Set in a surburban setting populated by stepford-esque wives and equally particular husbands, Little Children expresses the feeling of isolation and what we become when our own sense of worth is no longer satisfied.
Sarah (Kate Winslet), a former academic who never finished her PhD in English Literature is now a reluctant housewife, tending to a child she bears no real attachment to and a husband who masturbates to pornography that even he himself is subpar. Brad (Patrick Wilson), a former college football player and aspiring lawyer who has repeatedly failed his bar exams, is relegated to playing primary caregiver for he and wife Kathy’s (Jennifer Connelly) young son. Early on both characters meet in the local park, where a inopportune kiss results in a complicated relationship. Running parallel to this is the story of disgraced police officer Larry (Noah Emmerich) with whom Brad plays football and is on a crusade against the recently paroled sex offender Ronnie (Jackie Earle Haley).

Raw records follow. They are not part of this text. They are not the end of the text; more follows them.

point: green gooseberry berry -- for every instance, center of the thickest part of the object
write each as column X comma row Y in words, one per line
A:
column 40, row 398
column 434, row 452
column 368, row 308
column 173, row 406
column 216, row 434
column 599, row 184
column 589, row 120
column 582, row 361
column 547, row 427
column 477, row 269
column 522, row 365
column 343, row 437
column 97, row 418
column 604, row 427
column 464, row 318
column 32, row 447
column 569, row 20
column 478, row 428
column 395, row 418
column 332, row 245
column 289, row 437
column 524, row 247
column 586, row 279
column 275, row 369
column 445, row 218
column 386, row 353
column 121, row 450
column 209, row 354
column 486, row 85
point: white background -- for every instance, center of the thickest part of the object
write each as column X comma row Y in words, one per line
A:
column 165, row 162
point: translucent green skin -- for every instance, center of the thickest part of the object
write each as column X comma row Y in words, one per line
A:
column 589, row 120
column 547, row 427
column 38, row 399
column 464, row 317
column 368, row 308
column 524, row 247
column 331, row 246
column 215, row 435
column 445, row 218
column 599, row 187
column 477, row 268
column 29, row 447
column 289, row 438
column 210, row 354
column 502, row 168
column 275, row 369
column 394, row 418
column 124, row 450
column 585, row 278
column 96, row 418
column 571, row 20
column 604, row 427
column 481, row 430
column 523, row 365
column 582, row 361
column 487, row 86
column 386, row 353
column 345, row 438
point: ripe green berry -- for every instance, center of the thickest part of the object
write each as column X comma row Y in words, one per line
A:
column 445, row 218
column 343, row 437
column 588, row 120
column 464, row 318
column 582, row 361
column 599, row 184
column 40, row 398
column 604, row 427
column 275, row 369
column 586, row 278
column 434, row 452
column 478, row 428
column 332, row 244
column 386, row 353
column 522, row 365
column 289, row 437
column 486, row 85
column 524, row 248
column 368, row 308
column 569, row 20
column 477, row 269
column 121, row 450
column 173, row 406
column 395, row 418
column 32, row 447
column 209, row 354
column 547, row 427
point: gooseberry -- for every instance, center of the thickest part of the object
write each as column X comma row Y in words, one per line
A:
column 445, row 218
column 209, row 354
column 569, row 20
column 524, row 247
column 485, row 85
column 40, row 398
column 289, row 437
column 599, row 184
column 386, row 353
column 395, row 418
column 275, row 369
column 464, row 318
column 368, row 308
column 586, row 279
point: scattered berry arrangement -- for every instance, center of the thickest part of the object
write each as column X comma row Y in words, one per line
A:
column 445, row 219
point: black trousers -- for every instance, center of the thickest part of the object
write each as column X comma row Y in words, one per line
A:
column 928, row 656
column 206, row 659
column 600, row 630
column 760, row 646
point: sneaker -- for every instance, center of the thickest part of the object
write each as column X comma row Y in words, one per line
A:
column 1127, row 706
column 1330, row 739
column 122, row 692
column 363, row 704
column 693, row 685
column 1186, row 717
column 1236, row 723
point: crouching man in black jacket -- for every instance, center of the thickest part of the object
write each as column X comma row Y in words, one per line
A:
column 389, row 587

With a VoiceOver that both sets apart and defines the cast, Todd Field’s direction and adaptation of the Tom Perrotta novel avoids the mere recording of facts, deftly highlighting the suffocation each feels without resorting to time-intensive conversations in the beginning and later, furthering and solidifying what we come to learn about them.
A subtle sense of surrealism pervades the piece and no more so than it this one central element, pointing out the absurdity and bittersweet comedy in everyday life.
Each character attempts their own miniature act of rebellion, seeking to undo the pain they feel, constantly fearful that it’s not enough. With honest acting, never elaborate or overtly pretentious, there is a genuine tenderness, an awkward attraction that is impossible not to find endearing. One becomes emotionally invested in characters that might not otherwise elicit the most basic of sympathies. So much is left to facial expressions, a twitch of the eyebrow, a smile, an inflection in a person’s voice. The actors deftly explain more about themselves than the narrator or any monologue could.
Although it is by no means a perfect portrayal of suburban life, Field’s and his cast have created a wonderful microcosm of eccentricities and depth, few others have been capable of matching.